Les gouvernements de ces pays – le Canada, le Royaume-Uni, le France et les Pays-Bas, parmi d’autres - devraient prendre des mesures pour déterminer si certaines activités de partage de renseignements avec les États-Unis risquent de les rendre complices de ces frappes. Ils devraient rendre publiques toutes les évaluations légales internes visant à établir si les frappes américaines constituent une violation du droit international, s’appuyer sur leurs relations bilatérales pour faire part directement de leurs préoccupations aux responsables américains et demander que les auteurs de ces frappes en soient tenus pénalement responsables, à titre individuel.
« Le Royaume-Uni, le Canada et d’autres nations alliées qui sont partenaires des États-Unis dans la lutte contre le trafic de stupéfiants disposent largement de preuves indiquant que ce pays tue illégalement des gens en mer », a déclaré Sarah Yager, directrice du bureau de Washington de Human Rights Watch. « L’ordre international basé sur des règles repose sur le fait que les pays dénoncent les violations, même lorsqu’elles sont commises par des amis puissants. »
Depuis la mi-septembre 2025, l’administration Trump a mené au moins 23 frappes militaires mortelles contre des bateaux en mer des Caraïbes et dans des régions voisines de l’océan Pacifique et tué 87 personnes, assurant que ces frappes ciblaient des narcoterroristes menaçant la sécurité des États-Unis. Il n’y a que deux survivants connus. Les frappes américaines constituent des exécutions extrajudiciaires illégales qui violent les droits fondamentaux à la vie et à une procédure régulière, a déclaré Human Rights Watch. La loi des États-Unis et le droit international disposent que les personnes accusées de crime devraient être arrêtées et traduites en justice, et non exécutées sommairement.
Le Royaume-Uni, la France et les Pays-Bas exercent une influence importante dans les Caraïbes en raison des territoires qu’ils possèdent dans cette région. Ces trois pays participent également à la campagne Martillo, une opération multinationale de détection, de surveillance et d’interdiction du narcotrafic dans laquelle sont déployés des navires de la Marine américaine et des garde-côtes, ainsi que des unités militaires et policières issues d’une dizaine d’autres nations, dont le Canada.

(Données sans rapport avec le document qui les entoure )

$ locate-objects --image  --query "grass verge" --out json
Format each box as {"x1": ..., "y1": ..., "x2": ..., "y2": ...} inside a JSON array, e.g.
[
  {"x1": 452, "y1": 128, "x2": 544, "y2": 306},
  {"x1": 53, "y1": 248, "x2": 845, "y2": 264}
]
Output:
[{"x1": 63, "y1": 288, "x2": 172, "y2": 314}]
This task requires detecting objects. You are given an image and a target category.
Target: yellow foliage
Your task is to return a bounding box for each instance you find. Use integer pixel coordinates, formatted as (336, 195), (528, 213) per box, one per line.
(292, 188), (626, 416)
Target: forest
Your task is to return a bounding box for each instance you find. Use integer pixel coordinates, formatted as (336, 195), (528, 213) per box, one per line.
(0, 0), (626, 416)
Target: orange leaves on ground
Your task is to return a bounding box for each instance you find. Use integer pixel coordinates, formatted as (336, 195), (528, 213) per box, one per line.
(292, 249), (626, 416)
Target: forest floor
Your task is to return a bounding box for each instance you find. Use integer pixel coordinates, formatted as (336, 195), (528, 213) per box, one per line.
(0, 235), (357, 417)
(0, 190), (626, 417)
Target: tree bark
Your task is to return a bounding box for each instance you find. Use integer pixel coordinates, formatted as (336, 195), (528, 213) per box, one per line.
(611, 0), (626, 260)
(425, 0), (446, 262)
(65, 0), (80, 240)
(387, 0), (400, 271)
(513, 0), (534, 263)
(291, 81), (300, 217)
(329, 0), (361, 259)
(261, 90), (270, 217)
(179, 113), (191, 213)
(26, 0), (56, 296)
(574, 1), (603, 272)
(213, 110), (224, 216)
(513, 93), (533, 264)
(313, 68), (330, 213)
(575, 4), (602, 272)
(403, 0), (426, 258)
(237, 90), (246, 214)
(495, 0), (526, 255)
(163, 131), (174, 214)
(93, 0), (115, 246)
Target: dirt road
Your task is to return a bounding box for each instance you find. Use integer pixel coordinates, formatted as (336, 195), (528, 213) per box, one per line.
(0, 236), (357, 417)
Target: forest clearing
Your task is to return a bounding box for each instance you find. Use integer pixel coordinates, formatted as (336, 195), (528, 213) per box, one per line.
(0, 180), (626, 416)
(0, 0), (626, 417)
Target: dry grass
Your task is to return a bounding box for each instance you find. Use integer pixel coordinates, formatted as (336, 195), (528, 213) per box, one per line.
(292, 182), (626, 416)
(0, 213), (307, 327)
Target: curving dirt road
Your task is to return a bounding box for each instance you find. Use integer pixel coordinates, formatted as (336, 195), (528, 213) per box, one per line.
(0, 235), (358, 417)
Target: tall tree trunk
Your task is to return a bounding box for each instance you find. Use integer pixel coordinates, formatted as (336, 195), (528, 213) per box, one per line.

Ces pays devraient exercer leur devoir de vigilance et évaluer leur coopération maritime avec les États-Unis afin de s’assurer qu’ils ne risquent pas d’être complices de la campagne d’exécutions extrajudiciaires de l’administration Trump, a déclaré Human Rights Watch.
L’Australie et la Nouvelle-Zélande, membres de l’alliance « Five Eyes » aux côtés des États-Unis, du Royaume-Uni et du Canada, au sein de laquelle les gouvernements s’échangent par défaut tous les signaux et les renseignements géospatiaux, pourraient donc elles aussi se retrouver impliquées dans ces frappes et devraient prendre des mesures pour évaluer leurs propres risques. Selon l’ONG Privacy International, qui travaille sur les questions à l’intersection de la technologie et des droits, les pays de l’alliance « gèrent conjointement des centres d’opérations où des agents, issus de leurs agences de renseignement respectives, travaillent les uns avec les autres » et « le niveau de coopération défini dans l’accord est si exhaustif qu’il est souvent impossible de distinguer un produit national en particulier ».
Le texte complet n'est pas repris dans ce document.